Pre-conditions: `bombardier` on `$PATH` (`brew install bombardier` on macOS); the Linux script downloads its own Linux/arm64 binary inside the container.

## Caveats

- Single-machine loopback elides real-network effects: TCP slow-start, packet loss, asymmetric latency, NIC offload, CPU contention from the load tool itself. Treat numbers as **upper bounds** for what the server can do at the wire.
- 30-second windows are short. Long-tail latency, GC-style allocator quiescence, file-cache warm-up — none of those play out fully. A 5-minute window with separated client and server hosts would be more representative.

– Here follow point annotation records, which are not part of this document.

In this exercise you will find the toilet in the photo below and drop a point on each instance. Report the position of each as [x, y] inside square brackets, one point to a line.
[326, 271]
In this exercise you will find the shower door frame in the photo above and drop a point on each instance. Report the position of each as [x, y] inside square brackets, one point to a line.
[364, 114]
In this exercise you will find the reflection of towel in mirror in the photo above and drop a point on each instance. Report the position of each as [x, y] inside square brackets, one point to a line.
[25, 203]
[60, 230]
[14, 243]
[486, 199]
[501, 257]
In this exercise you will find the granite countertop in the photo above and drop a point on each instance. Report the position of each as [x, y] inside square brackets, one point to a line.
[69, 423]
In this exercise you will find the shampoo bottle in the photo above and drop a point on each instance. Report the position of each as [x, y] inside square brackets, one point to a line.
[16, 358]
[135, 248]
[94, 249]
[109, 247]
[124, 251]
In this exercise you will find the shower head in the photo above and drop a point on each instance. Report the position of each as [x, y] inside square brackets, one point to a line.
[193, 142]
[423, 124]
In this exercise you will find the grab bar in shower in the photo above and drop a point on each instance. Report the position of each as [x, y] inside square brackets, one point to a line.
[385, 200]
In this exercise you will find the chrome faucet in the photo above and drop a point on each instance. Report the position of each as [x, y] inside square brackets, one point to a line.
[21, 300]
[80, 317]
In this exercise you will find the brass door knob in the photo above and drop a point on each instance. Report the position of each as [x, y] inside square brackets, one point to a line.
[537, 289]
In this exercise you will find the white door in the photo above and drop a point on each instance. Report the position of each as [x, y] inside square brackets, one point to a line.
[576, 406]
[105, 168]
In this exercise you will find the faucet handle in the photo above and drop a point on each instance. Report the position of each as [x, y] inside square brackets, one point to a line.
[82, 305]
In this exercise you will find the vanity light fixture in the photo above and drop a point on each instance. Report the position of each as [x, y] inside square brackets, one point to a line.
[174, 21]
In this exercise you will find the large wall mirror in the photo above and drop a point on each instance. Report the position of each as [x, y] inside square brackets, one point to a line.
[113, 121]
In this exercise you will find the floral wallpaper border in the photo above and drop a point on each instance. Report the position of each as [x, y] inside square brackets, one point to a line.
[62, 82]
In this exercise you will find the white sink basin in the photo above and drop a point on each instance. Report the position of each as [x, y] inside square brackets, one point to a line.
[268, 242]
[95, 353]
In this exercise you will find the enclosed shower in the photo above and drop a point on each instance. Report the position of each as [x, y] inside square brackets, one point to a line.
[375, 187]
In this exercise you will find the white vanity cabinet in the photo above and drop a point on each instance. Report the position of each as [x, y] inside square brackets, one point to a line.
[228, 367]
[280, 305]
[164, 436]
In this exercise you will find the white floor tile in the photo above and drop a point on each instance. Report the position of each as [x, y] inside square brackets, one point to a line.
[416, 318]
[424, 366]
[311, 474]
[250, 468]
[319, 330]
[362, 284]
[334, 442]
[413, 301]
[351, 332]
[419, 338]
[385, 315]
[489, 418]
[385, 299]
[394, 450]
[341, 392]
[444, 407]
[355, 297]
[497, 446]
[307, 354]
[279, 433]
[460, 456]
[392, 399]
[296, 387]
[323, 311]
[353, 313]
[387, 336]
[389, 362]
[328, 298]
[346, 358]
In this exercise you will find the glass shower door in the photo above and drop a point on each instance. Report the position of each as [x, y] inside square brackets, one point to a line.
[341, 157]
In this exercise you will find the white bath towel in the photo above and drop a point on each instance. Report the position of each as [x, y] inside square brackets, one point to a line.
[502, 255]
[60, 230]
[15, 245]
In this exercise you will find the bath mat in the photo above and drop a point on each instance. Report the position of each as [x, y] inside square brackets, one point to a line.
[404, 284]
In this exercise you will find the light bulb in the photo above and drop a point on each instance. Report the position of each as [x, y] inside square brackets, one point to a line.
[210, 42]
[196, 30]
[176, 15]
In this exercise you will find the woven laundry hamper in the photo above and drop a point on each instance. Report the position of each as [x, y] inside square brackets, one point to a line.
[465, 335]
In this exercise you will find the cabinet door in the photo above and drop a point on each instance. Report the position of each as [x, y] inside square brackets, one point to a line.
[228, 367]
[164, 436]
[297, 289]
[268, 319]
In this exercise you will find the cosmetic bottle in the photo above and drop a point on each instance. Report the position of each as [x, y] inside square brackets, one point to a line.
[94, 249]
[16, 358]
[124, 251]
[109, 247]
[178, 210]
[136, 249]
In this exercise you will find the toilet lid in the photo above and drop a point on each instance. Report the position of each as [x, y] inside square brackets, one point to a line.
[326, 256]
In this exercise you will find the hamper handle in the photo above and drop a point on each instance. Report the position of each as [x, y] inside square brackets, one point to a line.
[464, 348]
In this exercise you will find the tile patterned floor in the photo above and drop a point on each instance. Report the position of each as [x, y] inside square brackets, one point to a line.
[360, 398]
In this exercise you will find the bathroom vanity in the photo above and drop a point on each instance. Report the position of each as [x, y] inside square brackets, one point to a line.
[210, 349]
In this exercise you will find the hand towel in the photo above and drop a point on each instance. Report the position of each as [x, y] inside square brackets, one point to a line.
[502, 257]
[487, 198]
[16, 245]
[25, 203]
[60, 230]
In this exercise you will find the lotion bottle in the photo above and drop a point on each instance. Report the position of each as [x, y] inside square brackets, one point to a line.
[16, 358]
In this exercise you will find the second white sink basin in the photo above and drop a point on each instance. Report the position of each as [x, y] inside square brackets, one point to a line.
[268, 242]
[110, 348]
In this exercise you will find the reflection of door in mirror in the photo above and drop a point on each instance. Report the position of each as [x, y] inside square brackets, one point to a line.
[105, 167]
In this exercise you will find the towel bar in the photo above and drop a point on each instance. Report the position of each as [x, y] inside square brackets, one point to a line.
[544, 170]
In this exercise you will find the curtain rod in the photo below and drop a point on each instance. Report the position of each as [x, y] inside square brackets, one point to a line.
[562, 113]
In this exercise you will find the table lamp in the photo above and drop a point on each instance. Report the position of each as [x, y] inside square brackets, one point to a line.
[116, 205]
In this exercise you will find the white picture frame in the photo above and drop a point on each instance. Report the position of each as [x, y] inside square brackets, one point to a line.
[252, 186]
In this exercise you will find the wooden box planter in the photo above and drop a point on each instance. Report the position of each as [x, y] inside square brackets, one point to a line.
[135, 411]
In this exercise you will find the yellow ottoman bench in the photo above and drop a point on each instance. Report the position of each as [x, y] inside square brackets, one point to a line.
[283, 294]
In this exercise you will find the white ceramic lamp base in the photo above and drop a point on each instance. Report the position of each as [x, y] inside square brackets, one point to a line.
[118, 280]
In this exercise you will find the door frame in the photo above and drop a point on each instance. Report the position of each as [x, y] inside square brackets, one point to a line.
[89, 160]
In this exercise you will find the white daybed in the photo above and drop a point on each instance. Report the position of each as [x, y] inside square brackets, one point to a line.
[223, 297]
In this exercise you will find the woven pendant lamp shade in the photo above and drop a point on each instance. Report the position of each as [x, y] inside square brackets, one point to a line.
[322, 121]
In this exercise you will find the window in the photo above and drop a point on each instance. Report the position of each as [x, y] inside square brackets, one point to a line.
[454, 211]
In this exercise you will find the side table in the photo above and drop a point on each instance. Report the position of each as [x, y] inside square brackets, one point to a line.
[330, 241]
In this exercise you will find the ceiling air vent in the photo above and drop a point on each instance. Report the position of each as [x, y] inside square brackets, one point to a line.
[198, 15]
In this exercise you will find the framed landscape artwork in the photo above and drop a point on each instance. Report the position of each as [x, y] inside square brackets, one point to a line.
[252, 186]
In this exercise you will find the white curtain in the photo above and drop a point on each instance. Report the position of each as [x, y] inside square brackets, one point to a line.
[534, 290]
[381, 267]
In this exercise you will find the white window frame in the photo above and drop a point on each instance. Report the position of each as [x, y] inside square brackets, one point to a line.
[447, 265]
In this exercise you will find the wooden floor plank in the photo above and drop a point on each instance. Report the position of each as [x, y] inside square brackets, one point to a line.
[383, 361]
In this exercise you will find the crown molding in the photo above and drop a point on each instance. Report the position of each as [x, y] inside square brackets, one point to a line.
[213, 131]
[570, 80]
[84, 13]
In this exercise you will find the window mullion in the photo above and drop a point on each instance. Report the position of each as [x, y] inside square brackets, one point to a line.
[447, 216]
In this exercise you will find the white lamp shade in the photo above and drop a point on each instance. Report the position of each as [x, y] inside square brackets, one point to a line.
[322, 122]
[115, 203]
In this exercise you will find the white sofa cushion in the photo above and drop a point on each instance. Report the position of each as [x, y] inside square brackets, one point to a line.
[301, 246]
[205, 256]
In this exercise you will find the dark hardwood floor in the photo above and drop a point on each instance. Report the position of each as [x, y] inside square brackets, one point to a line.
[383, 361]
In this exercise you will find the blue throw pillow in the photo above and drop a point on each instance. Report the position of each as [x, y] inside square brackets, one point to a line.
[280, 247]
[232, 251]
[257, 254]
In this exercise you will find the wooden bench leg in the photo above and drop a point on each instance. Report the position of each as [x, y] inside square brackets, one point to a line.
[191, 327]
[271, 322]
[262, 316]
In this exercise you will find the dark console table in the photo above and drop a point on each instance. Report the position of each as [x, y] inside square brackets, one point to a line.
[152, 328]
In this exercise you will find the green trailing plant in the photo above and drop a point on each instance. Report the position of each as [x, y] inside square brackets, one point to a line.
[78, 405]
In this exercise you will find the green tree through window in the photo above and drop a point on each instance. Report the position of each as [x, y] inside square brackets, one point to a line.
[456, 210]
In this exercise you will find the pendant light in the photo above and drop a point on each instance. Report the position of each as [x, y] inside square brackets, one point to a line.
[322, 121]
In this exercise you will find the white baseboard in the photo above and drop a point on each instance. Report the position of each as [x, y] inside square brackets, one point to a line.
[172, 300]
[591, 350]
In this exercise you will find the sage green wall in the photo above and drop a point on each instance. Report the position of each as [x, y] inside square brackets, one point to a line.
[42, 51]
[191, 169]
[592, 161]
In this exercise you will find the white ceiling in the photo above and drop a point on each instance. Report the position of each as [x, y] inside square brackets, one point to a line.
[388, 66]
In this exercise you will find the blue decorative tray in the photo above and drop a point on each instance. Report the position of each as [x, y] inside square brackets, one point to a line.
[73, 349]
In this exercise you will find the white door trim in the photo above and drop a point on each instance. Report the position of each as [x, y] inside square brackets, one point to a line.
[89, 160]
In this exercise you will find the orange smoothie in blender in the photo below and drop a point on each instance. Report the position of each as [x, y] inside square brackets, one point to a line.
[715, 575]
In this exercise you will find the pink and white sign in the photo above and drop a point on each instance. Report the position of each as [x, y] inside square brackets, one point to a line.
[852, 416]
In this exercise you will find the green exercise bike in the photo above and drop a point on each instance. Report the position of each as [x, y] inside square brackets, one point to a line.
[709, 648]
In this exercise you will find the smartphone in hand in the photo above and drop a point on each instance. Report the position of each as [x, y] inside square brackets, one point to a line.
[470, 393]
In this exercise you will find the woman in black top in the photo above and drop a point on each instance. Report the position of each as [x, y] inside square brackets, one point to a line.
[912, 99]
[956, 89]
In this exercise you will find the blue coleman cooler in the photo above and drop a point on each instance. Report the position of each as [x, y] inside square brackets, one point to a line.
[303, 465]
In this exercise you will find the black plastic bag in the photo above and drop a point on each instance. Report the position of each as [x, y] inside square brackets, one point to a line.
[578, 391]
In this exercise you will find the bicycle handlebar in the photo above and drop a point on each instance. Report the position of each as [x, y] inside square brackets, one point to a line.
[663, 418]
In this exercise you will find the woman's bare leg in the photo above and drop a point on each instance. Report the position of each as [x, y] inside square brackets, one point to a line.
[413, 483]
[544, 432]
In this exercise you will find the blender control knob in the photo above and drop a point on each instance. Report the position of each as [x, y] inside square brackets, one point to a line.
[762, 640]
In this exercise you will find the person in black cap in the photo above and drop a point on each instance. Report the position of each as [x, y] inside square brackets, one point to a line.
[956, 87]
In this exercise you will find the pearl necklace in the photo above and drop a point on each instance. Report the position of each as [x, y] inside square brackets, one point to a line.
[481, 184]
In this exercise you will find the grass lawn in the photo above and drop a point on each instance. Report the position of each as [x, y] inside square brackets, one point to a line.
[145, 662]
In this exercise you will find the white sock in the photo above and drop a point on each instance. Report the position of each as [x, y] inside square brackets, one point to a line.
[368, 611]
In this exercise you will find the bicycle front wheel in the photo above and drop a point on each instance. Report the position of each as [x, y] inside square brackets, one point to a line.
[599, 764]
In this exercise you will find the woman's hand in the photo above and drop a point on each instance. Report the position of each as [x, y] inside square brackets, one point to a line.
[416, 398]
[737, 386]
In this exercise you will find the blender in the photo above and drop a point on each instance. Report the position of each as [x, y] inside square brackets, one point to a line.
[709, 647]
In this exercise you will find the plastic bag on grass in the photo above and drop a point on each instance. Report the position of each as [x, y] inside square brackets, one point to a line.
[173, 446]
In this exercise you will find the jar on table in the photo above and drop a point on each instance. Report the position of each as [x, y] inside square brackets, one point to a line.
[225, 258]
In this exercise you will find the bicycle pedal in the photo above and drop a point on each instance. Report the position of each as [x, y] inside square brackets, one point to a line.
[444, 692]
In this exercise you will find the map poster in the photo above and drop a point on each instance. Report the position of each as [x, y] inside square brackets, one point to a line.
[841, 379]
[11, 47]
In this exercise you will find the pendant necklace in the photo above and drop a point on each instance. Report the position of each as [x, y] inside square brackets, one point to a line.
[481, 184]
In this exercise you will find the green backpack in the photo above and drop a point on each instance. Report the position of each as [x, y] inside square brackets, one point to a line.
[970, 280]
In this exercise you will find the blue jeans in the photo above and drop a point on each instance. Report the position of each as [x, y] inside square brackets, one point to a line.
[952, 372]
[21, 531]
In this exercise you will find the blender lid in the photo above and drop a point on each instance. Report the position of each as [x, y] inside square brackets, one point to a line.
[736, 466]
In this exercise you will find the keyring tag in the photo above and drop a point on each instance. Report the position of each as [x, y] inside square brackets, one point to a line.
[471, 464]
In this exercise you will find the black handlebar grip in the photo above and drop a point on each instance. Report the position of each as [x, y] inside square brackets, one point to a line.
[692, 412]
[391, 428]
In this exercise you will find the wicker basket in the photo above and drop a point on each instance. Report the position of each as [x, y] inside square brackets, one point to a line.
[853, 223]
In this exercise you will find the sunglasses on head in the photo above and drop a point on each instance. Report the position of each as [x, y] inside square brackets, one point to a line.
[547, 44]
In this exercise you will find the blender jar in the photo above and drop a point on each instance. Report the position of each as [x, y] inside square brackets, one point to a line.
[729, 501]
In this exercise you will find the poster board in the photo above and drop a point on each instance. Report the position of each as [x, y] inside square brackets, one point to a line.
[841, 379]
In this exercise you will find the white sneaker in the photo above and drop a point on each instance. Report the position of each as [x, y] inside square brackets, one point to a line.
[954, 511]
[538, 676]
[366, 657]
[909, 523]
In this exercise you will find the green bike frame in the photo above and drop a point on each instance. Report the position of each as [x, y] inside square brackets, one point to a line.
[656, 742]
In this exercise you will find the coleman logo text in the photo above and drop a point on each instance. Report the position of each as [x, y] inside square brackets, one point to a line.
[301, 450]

- The static body is 38 bytes. Larger bodies will be bandwidth-bound (or sendfile-bound for files past the threshold), not request-rate-bound, and the relative ordering between modes will likely shift.
- The Linux numbers run in a `linux/arm64` container on Apple HV — the same arm64 silicon as the macOS rows. They illustrate the OS networking-stack delta (kqueue vs epoll), not the x86_64 vs arm64 delta. Real x86_64 Linux numbers (e.g. on a managed runner) will differ in absolute terms but the relative ordering between modes should hold.
- The response cache amortises CPU work but caps at 256 entries — workloads with high path churn (more unique files than the cap can hold) will see periodic cache eviction and more uncached lookups; the worst case is the pre-cache fast path.